Because of NumPy’s prominence, this 2-tuple of arrays (bin contents and edges) is a widely recognized histogram format, though it lacks many of the features high-energy physicists expect (under/overflow, axis labels, uncertainties, etc.).

Matplotlib

Matplotlib also has a plt.hist function.

import matplotlib.pyplot as plt

plt.hist(tree["M"].array())

In addition to the same bin contents and edges as NumPy, Matplotlib includes a plottable graphic.

Boost-histogram and hist

The main feature that these functions lack (without some effort) is refillability.
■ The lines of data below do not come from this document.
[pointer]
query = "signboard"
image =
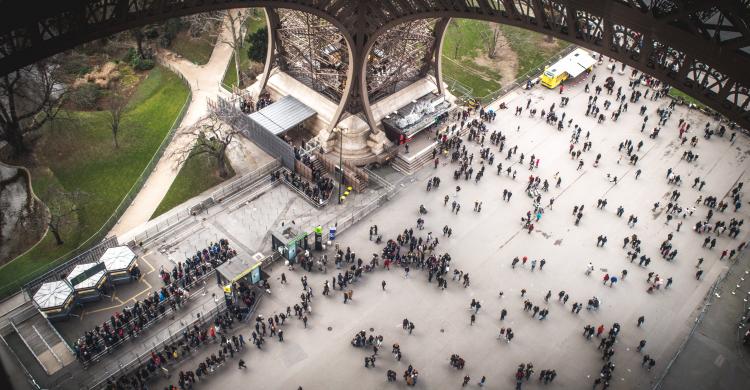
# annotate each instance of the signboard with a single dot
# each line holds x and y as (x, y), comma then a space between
(98, 267)
(255, 274)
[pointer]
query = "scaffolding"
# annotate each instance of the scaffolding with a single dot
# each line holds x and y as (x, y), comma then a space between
(399, 57)
(313, 51)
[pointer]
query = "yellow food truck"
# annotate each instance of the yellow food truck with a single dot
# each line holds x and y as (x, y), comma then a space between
(570, 66)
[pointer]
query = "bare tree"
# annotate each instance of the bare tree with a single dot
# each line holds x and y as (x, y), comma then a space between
(139, 36)
(116, 107)
(490, 37)
(29, 97)
(63, 210)
(212, 137)
(459, 39)
(233, 21)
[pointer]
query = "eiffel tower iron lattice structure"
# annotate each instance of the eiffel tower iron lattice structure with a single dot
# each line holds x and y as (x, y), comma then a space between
(701, 47)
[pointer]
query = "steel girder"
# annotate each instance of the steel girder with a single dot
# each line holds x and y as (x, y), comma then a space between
(700, 46)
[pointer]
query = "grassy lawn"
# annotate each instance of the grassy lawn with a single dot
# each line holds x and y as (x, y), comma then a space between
(197, 175)
(256, 20)
(464, 43)
(532, 48)
(676, 93)
(196, 50)
(460, 73)
(76, 152)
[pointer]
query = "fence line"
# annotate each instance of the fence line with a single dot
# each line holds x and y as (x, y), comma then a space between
(707, 302)
(177, 216)
(521, 80)
(121, 207)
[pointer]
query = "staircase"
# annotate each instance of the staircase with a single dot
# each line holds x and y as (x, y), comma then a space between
(318, 166)
(42, 340)
(409, 166)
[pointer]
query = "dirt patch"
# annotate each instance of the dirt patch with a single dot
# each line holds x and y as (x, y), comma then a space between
(548, 44)
(505, 61)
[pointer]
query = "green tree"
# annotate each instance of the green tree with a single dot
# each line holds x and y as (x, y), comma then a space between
(258, 45)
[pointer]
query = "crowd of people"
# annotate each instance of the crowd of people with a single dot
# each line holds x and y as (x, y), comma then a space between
(132, 320)
(415, 248)
(318, 191)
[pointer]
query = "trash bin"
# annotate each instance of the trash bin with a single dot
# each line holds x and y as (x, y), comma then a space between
(332, 233)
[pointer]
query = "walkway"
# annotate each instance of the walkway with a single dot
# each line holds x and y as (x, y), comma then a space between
(205, 83)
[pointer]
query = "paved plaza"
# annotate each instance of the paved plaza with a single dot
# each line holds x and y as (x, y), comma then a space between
(483, 245)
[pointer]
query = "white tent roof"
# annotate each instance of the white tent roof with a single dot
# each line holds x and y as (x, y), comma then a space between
(52, 294)
(91, 281)
(117, 258)
(576, 62)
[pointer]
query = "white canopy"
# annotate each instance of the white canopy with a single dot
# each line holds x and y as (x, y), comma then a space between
(576, 62)
(52, 294)
(91, 281)
(117, 258)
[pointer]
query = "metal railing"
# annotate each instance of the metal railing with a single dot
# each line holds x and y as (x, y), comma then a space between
(168, 311)
(320, 204)
(100, 234)
(138, 360)
(177, 216)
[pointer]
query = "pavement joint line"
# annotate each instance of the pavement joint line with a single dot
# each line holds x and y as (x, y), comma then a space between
(629, 169)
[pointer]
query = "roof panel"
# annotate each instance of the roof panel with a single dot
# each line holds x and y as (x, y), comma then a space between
(283, 115)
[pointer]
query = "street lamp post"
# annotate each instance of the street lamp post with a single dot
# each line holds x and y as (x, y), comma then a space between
(341, 161)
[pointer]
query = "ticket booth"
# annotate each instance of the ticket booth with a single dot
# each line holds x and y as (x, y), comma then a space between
(55, 299)
(120, 264)
(290, 242)
(88, 281)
High-energy physicists usually want to fill histograms with more data than can fit in memory, which means setting bin intervals on an empty container and filling it in batches (sequentially or in parallel).

Boost-histogram is a library designed for that purpose:

import boost_histogram as bh

This library is intended as an infrastructure component; a more user-friendly layer (with plotting, for instance) is provided by a library called “hist.”

import hist

h = hist.Hist(hist.axis.Regular(120, 60, 120, name="mass"))

h.fill(tree["M"].array())

h.plot()

Universal Histogram Indexing (UHI)

There is an attempt within Scikit-HEP to standardize what array-like slices mean for a histogram. (See documentation.)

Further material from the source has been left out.